Un anno fa, il 10 ottobre del 2013, moriva don Sergio Colombo, parroco di Redona, figura di straordinario rilievo nella vita della diocesi di Bergamo. Di lui si parla in un convegno che la parrocchia di Redona ha organizzato per venerdì 10 (a partire dalle ore 20.30) e sabato 11 ottobre (a partire dalle 9.30). Le relazioni presentano alcuni aspetti della pastorale della parrocchia di Redona, la comunità, la parola di Dio, la liturgia, il rapporto con la società.
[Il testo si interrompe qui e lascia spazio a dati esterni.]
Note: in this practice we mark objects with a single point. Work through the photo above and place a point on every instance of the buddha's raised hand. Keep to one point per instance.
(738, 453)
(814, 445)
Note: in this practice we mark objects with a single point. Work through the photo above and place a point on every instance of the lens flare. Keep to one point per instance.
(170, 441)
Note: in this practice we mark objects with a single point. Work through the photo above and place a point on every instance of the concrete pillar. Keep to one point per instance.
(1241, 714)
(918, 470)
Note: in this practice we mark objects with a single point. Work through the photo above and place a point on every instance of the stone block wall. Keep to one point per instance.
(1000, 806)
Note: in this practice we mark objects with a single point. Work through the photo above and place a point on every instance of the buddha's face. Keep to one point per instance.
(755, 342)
Il magistero di don Sergio continua con lo studio della sua eredità spirituale. Tra le molte sfaccettature della sua personalità e della sua pastorale nella parrocchia di Redona, vorremmo ricordare, a un anno di distanza, soprattutto il suo carattere “cittadino” e la posizione profetica e solitaria del suo protagonista.

UNA PASTORALE “CITTADINA”

La pastorale di Redona, in effetti, si potrebbe definire sinteticamente come una pastorale cittadina, che si adatta alla città e che riceve conferma dalla città. Per “cittadina” intendo dire che non conosce grandi tradizioni popolari e grandi devozioni, laica, un po’ informe, campo sempre da dissodare e coltivare. Inoltre la tradizione della comunità di Redona nei tempi precedenti a don Sergio era già andata su linee molto conciliari, talvolta polemicamente conciliari. Diciamo che la pastorale della parrocchia di Redona non doveva pagare un pedaggio pesante a quel cristianesimo popolare che nella diocesi di Bergamo aveva e continua ad avere radici profonde. La pastorale elaborata nei trent’anni di don Sergio ha potuto essere, anche per questo, rigorosamente conciliare, esemplarmente conciliare. Il campo libero da particolari lasciti pastorali del passato vicino e lontano ha permesso di valorizzare un tratto tipico di don Sergio e della pastorale della parrocchia: una forte fiducia nelle idee. La pastorale va pensata e si fa perché si pensa. Le idee precedono il fare, la linea pastorale precede la pastorale.

EROICA SOLITUDINE

Questo ha collocato sempre don Sergio, rispetto alla Chiesa di Bergamo, in uno stato di eroica solitudine. Nella pastorale delle nostre parrocchie le idee sono spesso un lusso. Quello che si potrebbe chiamare l’illuminismo pastorale di don Sergio si è spesso scontrato con il pragmatismo della generosa pastorale corrente. Di conseguenza, il carattere esemplare di quella pastorale l’ha resa difficilmente imitabile. Perché quasi dappertutto i debiti del cristianesimo popolare c’erano, ci sono e pesavano e pesano e poi, anche e soprattutto, perché la personalità e le capacità personali di don Sergio erano e restano uniche. Per cui Redona e il suo parroco hanno potuto volare alto, molto alto. La conseguenza è che molti hanno preso qualcosa da quella esperienza, nessuno, credo, ha preso tutto: la linea “redonese” si è realizzata compiutamente solo a Redona. Forse qualcuno potrà anche, in futuro, parlare di un paradosso. Don Sergio che ha sempre lottato contro il clericalismo autoritario di tanta Chiesa di Bergamo si è trovato lui stesso, prigioniero della sua eccezione, a vivere una forma particolare di clericalismo, non tanto dentro la parrocchia, ma nei rapporti fra la parrocchia e la diocesi, clericalismo non autoritario ma autorevole, a capo di una parrocchia, quella straordinaria di Redona, allargata a quella strana, intrigante parrocchia personale, fatta di amici, di gente di cultura, di estimatori vari, spesso non credenti, che si riunivano attorno a lui.